Assuming the SH was also capable of sending DF=1 jumbo-frame packets
and properly explored sending them at the largest possible size,
then the first long such packet would have failed with a PTB because
it was longer  (9000 + 20 bytes of ENCAPS) than the ITR's outgoing
interface's MTU of 9000.  The ITR would have sent the SH a PTB with
MTU = 8980 and the SH would would have sent the same data in another
another packet of 8980 bytes - which after adding 20 bytes ENCAPS,
would be tunneled with IP-in-IP to the ETR without any problems.

But as currently described, IPTM only uses probes the PMTU to this
ETR with longer traffic packets if they are IPv6 or IPv4 DF=1.


Here is an algorithm for coping well when the only packets longer
than ~1200 bytes are IPv4 DF=0.  The ITR can't send back a PTB to
the SH for these packets.  It has to deal with them as best it can.

One approach would be for the ITR to perform heroics such as by an
expensive, two-way, protocol with the ETR to break the traffic
packet into smaller pieces, send them in different tunnel packets -
resending those packets which were not received by the ETR.

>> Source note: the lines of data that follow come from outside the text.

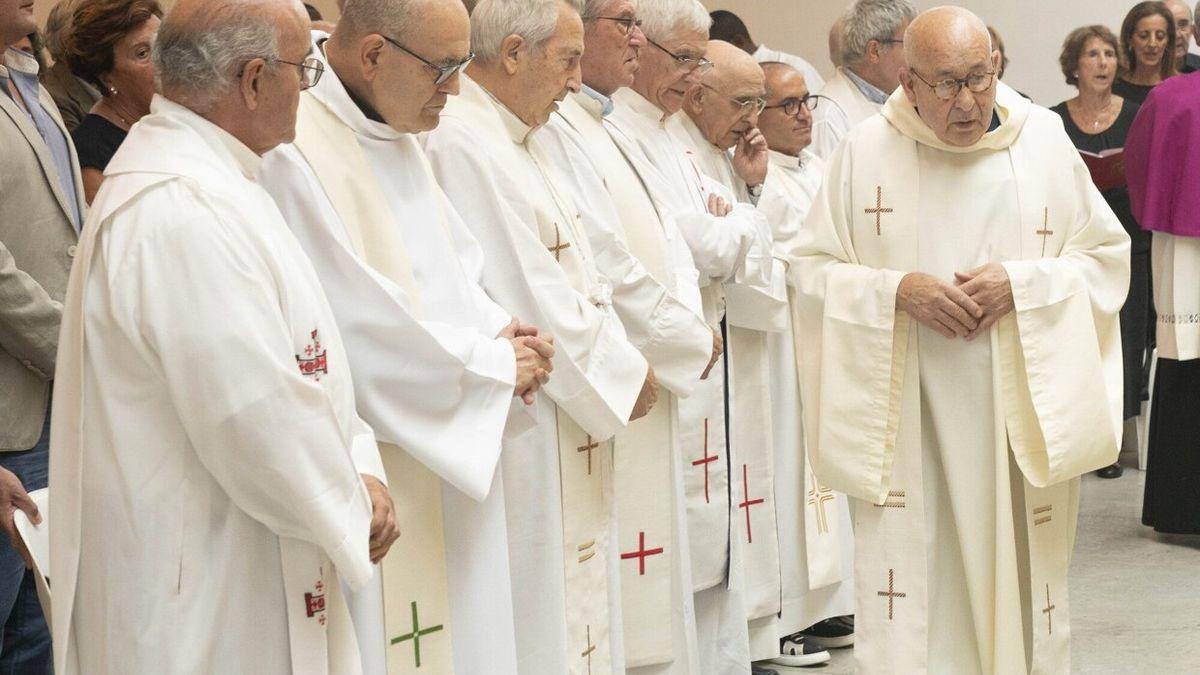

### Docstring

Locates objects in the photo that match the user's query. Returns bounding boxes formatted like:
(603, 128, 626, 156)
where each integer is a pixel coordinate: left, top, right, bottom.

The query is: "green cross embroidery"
(390, 601, 445, 668)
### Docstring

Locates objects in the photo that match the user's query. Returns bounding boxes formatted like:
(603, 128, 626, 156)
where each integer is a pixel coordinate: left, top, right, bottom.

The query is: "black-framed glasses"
(763, 93, 827, 116)
(244, 56, 324, 89)
(381, 35, 474, 85)
(646, 37, 713, 74)
(910, 69, 995, 100)
(878, 38, 904, 46)
(700, 83, 766, 116)
(593, 15, 642, 36)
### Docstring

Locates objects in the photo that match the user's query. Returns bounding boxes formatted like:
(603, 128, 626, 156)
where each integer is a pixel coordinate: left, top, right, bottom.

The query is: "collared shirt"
(2, 47, 82, 229)
(580, 84, 614, 117)
(843, 67, 889, 105)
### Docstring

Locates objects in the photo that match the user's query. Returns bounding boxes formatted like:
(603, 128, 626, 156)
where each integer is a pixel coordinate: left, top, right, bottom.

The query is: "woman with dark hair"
(1051, 25, 1146, 478)
(64, 0, 163, 203)
(1113, 1, 1176, 103)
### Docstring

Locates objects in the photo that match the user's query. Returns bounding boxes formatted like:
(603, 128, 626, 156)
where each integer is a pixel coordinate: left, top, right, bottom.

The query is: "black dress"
(1051, 99, 1149, 419)
(70, 113, 127, 172)
(1111, 78, 1156, 105)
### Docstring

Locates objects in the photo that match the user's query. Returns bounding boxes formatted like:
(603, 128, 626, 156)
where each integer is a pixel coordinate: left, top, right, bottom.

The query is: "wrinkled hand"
(731, 127, 769, 188)
(361, 474, 398, 564)
(706, 192, 732, 217)
(701, 328, 723, 380)
(896, 272, 983, 339)
(955, 263, 1014, 341)
(498, 317, 547, 341)
(629, 367, 659, 421)
(0, 467, 37, 569)
(511, 335, 554, 405)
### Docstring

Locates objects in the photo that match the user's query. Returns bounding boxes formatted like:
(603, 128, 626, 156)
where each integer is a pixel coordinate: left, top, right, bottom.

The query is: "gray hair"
(840, 0, 916, 66)
(581, 0, 619, 22)
(44, 0, 81, 62)
(639, 0, 709, 42)
(153, 1, 287, 113)
(339, 0, 428, 41)
(471, 0, 583, 62)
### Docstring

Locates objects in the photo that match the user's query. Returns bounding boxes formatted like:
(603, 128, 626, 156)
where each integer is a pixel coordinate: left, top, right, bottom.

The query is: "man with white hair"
(423, 0, 658, 671)
(811, 0, 916, 159)
(1165, 0, 1200, 72)
(795, 7, 1129, 672)
(607, 2, 782, 672)
(258, 0, 558, 671)
(49, 0, 397, 672)
(539, 0, 719, 670)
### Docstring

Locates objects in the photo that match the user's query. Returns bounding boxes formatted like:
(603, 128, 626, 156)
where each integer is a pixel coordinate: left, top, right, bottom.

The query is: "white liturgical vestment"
(757, 149, 855, 642)
(50, 96, 377, 675)
(794, 83, 1130, 675)
(546, 88, 714, 672)
(259, 44, 521, 675)
(423, 74, 649, 675)
(811, 67, 884, 160)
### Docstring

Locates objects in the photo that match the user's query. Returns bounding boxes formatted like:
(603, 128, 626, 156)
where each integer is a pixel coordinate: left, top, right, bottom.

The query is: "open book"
(14, 488, 50, 631)
(1079, 147, 1125, 191)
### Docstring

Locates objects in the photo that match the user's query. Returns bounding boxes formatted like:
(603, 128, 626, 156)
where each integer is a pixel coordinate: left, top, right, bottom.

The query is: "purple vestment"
(1125, 72, 1200, 238)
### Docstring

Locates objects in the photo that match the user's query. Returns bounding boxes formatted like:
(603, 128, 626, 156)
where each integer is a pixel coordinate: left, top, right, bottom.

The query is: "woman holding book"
(1052, 25, 1146, 479)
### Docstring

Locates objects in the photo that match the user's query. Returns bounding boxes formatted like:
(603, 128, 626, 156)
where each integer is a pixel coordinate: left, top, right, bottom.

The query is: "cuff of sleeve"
(350, 433, 387, 487)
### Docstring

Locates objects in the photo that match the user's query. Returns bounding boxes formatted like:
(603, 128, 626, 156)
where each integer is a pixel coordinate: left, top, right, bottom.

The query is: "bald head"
(702, 39, 764, 89)
(683, 40, 765, 149)
(904, 6, 991, 74)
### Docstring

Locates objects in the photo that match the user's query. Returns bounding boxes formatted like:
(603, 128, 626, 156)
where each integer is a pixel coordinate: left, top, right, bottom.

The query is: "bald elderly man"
(795, 7, 1129, 674)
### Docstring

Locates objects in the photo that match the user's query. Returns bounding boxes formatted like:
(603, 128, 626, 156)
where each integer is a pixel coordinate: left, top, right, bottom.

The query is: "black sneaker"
(799, 615, 855, 649)
(767, 634, 831, 667)
(1096, 462, 1124, 479)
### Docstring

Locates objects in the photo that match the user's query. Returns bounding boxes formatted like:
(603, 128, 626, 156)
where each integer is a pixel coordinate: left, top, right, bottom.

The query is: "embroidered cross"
(738, 463, 766, 544)
(304, 591, 326, 624)
(581, 625, 597, 675)
(876, 568, 907, 620)
(548, 223, 572, 261)
(620, 530, 665, 575)
(577, 539, 596, 563)
(1033, 504, 1053, 526)
(806, 481, 836, 534)
(1042, 584, 1056, 634)
(874, 490, 907, 509)
(1037, 208, 1054, 257)
(691, 419, 718, 504)
(296, 329, 329, 380)
(865, 185, 893, 235)
(390, 600, 445, 668)
(577, 436, 600, 475)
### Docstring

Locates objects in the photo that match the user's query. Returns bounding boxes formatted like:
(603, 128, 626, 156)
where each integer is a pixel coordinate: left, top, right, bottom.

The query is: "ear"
(866, 39, 881, 65)
(360, 35, 387, 80)
(898, 66, 918, 105)
(501, 34, 526, 76)
(682, 84, 704, 114)
(240, 57, 268, 110)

However, this would be excessive and unwarranted.  The SH made a
decision to burden the network with an unspecified amount of
fragmentation effort.  The network never promised to do this without
increased packet loss - so the network (including the ITR) should
not go to great effort to get this packet to the DH, beyond the use
of normal IP fragmentation techniques.

I tend to think that if the SH puts out so many packets with DF=0 as
to potentially cause wrap-around with late packets having the same
16 bit fragment ID as an earlier fragment, then so-be-it.  The SH
knew the rules and chose to risk its data like this.  It could
always be a good RFC 1191 compliant host and fine-tune its packets
to whatever size the network can support without fragmentation.

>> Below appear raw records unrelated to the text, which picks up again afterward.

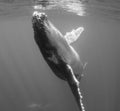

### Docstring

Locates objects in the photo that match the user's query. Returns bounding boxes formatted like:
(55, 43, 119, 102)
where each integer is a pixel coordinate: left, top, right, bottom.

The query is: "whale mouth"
(32, 11, 47, 29)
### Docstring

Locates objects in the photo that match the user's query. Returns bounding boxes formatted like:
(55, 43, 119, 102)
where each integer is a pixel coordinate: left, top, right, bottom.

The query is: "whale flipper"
(66, 65, 85, 111)
(64, 27, 84, 44)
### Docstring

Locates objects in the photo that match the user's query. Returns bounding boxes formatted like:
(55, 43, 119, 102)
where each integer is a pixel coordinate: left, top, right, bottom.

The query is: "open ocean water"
(0, 0, 120, 111)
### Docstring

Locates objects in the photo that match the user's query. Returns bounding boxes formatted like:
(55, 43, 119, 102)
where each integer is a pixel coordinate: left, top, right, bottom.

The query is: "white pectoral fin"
(67, 64, 79, 86)
(64, 27, 84, 44)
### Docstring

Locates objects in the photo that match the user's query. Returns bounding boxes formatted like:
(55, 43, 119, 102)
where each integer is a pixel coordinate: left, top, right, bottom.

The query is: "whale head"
(32, 11, 53, 49)
(32, 11, 47, 29)
(32, 11, 64, 47)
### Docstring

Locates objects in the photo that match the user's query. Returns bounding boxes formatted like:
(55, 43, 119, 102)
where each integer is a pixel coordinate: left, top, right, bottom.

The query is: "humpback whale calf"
(32, 11, 86, 111)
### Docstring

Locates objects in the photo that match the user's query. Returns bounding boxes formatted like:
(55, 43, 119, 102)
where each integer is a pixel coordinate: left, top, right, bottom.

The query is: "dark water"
(0, 0, 120, 111)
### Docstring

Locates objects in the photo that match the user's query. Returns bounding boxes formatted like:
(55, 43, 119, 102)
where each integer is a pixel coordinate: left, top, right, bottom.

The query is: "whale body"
(32, 11, 85, 111)
(32, 11, 86, 81)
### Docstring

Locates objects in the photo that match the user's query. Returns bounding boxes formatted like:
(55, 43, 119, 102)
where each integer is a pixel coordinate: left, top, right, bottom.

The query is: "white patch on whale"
(48, 52, 59, 64)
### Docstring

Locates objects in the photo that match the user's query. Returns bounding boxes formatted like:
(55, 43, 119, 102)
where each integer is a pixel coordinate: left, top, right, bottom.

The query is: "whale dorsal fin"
(64, 27, 84, 44)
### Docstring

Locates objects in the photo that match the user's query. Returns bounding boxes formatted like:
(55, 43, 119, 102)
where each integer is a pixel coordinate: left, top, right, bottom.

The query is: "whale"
(32, 11, 86, 111)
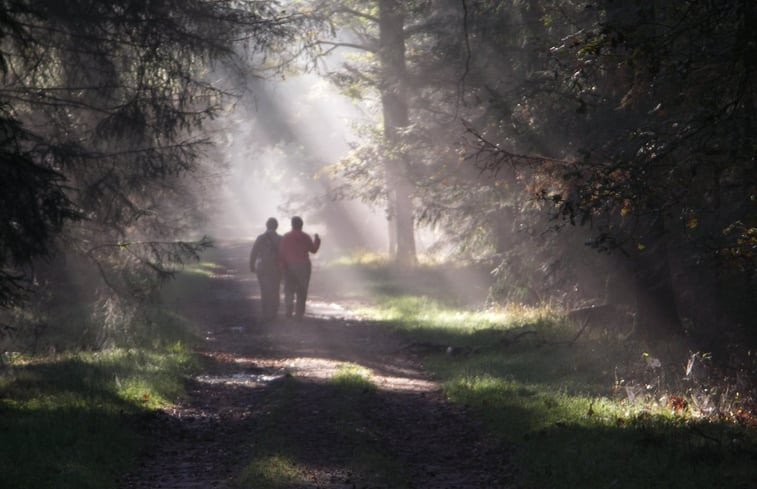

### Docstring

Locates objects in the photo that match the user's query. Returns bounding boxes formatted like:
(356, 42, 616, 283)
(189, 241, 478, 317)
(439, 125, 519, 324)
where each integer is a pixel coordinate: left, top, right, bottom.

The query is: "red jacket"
(278, 229, 320, 267)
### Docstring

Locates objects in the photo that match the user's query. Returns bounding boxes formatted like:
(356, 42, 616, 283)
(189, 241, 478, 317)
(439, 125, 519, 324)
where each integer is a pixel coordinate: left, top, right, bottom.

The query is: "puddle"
(195, 372, 285, 386)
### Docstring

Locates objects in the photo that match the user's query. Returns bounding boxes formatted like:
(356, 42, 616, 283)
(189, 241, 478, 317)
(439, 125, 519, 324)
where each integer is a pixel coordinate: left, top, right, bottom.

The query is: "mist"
(208, 72, 393, 260)
(1, 3, 755, 488)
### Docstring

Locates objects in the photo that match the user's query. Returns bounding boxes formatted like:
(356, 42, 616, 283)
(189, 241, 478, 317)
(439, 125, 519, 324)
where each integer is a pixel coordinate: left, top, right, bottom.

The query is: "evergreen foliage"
(0, 1, 298, 340)
(306, 1, 756, 344)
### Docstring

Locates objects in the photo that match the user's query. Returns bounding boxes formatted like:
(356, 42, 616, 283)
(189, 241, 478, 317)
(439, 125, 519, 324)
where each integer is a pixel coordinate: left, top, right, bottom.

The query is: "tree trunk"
(632, 216, 682, 339)
(379, 0, 416, 265)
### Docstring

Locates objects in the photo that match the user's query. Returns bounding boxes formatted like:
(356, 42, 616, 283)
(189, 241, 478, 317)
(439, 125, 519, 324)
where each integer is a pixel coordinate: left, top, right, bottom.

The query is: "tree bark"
(379, 0, 416, 265)
(632, 216, 682, 339)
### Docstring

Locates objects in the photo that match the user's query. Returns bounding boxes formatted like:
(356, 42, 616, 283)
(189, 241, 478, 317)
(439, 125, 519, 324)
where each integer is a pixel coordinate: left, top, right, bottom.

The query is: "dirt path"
(119, 242, 512, 488)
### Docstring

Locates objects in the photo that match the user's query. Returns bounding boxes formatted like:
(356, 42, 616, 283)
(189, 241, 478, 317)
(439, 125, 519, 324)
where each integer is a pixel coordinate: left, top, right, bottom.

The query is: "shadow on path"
(119, 240, 512, 489)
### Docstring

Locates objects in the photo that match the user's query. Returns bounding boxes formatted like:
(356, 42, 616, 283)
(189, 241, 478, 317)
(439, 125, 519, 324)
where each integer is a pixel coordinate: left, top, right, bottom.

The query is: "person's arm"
(311, 233, 321, 253)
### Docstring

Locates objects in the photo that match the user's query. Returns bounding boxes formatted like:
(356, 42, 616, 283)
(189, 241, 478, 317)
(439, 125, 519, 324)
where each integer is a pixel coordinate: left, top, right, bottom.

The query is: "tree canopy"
(299, 0, 756, 344)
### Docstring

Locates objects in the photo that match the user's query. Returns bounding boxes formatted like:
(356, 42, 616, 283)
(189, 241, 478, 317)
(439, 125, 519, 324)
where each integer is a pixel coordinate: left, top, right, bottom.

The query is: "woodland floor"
(118, 241, 512, 489)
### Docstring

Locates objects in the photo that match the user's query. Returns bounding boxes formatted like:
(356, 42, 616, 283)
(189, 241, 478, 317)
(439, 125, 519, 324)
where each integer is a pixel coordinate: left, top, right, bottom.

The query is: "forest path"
(119, 241, 511, 489)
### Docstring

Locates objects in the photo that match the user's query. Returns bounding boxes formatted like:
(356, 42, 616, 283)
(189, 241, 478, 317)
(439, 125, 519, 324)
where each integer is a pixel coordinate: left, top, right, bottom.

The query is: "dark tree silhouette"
(461, 1, 757, 342)
(306, 0, 755, 343)
(0, 1, 297, 309)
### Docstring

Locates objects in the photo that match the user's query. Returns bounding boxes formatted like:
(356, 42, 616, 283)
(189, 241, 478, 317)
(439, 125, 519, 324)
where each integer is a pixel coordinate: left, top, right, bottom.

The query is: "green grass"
(159, 266, 219, 305)
(315, 259, 492, 307)
(234, 369, 409, 489)
(236, 454, 305, 489)
(0, 257, 216, 488)
(358, 294, 757, 489)
(0, 347, 199, 489)
(331, 363, 376, 392)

It could be argued that while excessive fragmentation in the network
is undesirable, it is the SH's job to stop this, not the network's
job to make fragmentation work better.


The new algorithm would be something like this.

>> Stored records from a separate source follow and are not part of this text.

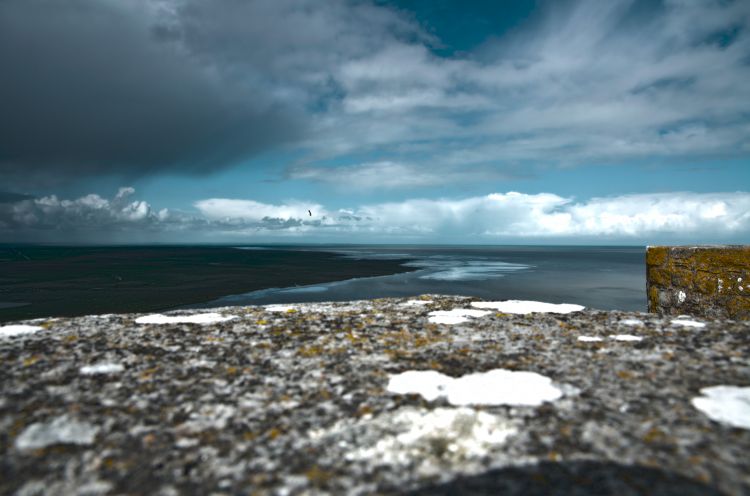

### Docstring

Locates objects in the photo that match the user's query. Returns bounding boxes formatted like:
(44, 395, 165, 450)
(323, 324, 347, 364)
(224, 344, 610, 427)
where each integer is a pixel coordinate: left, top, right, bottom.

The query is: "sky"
(1, 0, 749, 244)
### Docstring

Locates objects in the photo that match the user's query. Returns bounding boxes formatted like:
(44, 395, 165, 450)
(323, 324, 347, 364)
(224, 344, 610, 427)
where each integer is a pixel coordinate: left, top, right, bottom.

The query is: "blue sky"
(1, 0, 749, 244)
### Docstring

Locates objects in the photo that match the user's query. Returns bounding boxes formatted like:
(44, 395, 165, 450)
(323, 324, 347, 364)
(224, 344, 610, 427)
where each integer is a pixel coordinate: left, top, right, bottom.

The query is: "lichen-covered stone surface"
(1, 296, 749, 495)
(647, 245, 750, 319)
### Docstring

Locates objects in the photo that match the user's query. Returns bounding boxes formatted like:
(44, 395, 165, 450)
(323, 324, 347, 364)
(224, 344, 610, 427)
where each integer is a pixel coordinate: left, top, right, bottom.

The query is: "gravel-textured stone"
(1, 295, 748, 495)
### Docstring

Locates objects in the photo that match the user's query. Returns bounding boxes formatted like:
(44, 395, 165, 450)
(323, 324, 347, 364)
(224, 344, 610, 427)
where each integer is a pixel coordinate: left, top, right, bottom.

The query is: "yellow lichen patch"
(267, 427, 283, 440)
(426, 360, 443, 370)
(139, 367, 159, 381)
(647, 286, 660, 313)
(40, 321, 54, 330)
(381, 328, 446, 350)
(385, 349, 412, 360)
(616, 370, 634, 380)
(305, 465, 333, 486)
(22, 355, 41, 367)
(62, 335, 77, 344)
(412, 336, 433, 347)
(286, 309, 297, 314)
(256, 319, 268, 326)
(141, 433, 157, 446)
(298, 345, 325, 357)
(693, 271, 718, 295)
(646, 246, 668, 266)
(647, 267, 671, 287)
(696, 472, 712, 484)
(642, 427, 667, 444)
(726, 296, 750, 319)
(357, 405, 373, 417)
(226, 366, 239, 376)
(670, 269, 693, 289)
(692, 247, 750, 271)
(203, 336, 224, 343)
(243, 431, 258, 441)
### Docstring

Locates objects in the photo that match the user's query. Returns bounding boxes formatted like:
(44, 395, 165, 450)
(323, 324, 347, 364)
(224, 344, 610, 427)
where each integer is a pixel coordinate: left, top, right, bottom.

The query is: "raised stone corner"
(647, 245, 750, 319)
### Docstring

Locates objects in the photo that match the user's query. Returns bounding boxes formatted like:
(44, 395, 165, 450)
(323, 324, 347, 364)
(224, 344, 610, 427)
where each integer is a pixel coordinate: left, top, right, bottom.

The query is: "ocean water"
(191, 245, 646, 312)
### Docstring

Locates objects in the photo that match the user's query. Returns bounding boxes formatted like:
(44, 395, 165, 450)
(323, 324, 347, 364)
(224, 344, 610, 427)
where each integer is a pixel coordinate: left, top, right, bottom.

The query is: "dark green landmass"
(0, 246, 414, 322)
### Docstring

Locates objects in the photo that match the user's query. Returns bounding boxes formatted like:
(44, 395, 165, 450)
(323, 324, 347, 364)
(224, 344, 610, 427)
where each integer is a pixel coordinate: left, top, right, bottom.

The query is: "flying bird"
(308, 210, 312, 216)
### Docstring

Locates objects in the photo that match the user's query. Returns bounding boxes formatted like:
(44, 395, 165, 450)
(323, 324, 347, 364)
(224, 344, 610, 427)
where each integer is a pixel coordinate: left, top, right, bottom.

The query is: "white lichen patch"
(315, 407, 518, 477)
(427, 309, 490, 325)
(15, 415, 99, 451)
(179, 404, 237, 433)
(577, 336, 603, 342)
(470, 300, 584, 315)
(677, 290, 687, 304)
(0, 325, 43, 338)
(264, 304, 297, 312)
(263, 302, 366, 314)
(671, 319, 706, 328)
(402, 300, 433, 306)
(80, 363, 124, 375)
(388, 369, 564, 406)
(175, 437, 200, 449)
(609, 334, 643, 342)
(387, 370, 450, 401)
(620, 319, 644, 326)
(691, 386, 750, 430)
(135, 313, 237, 325)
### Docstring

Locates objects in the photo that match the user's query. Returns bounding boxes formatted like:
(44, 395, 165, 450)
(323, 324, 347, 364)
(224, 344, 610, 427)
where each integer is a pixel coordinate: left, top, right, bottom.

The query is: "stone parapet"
(647, 245, 750, 319)
(1, 296, 749, 495)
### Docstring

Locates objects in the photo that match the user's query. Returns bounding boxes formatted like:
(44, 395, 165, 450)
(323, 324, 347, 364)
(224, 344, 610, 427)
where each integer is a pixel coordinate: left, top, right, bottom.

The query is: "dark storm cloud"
(0, 0, 306, 186)
(0, 0, 427, 188)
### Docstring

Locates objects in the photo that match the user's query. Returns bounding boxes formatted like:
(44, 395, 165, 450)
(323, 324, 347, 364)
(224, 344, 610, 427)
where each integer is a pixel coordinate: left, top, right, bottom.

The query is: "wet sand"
(0, 246, 415, 322)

When a DF=0 packet arrives which is longer than the current value of
 LPME, fragment it into as many pieces as are required so each
fragment after IP-in-IP encapsulation, has LPME bytes.

Then send these to the ETR.  The DH will reassemble the packets.

(If a router between the ETR and the DH has a lower MTU than the
fragment size, then that router will turn each fragment into two or
more fragments.  This makes for less reliability, but that is the
risk the SH took with DF=0.)

If LPME has not been adjusted from its initial value (1200 bytes)
and if these longer DF=0 packets continue to arrive, the ITR should
create some Synthetic Probe packets so it can adjust LPME upwards
towards - and ideally exactly to - the Real PMTU to this ETR.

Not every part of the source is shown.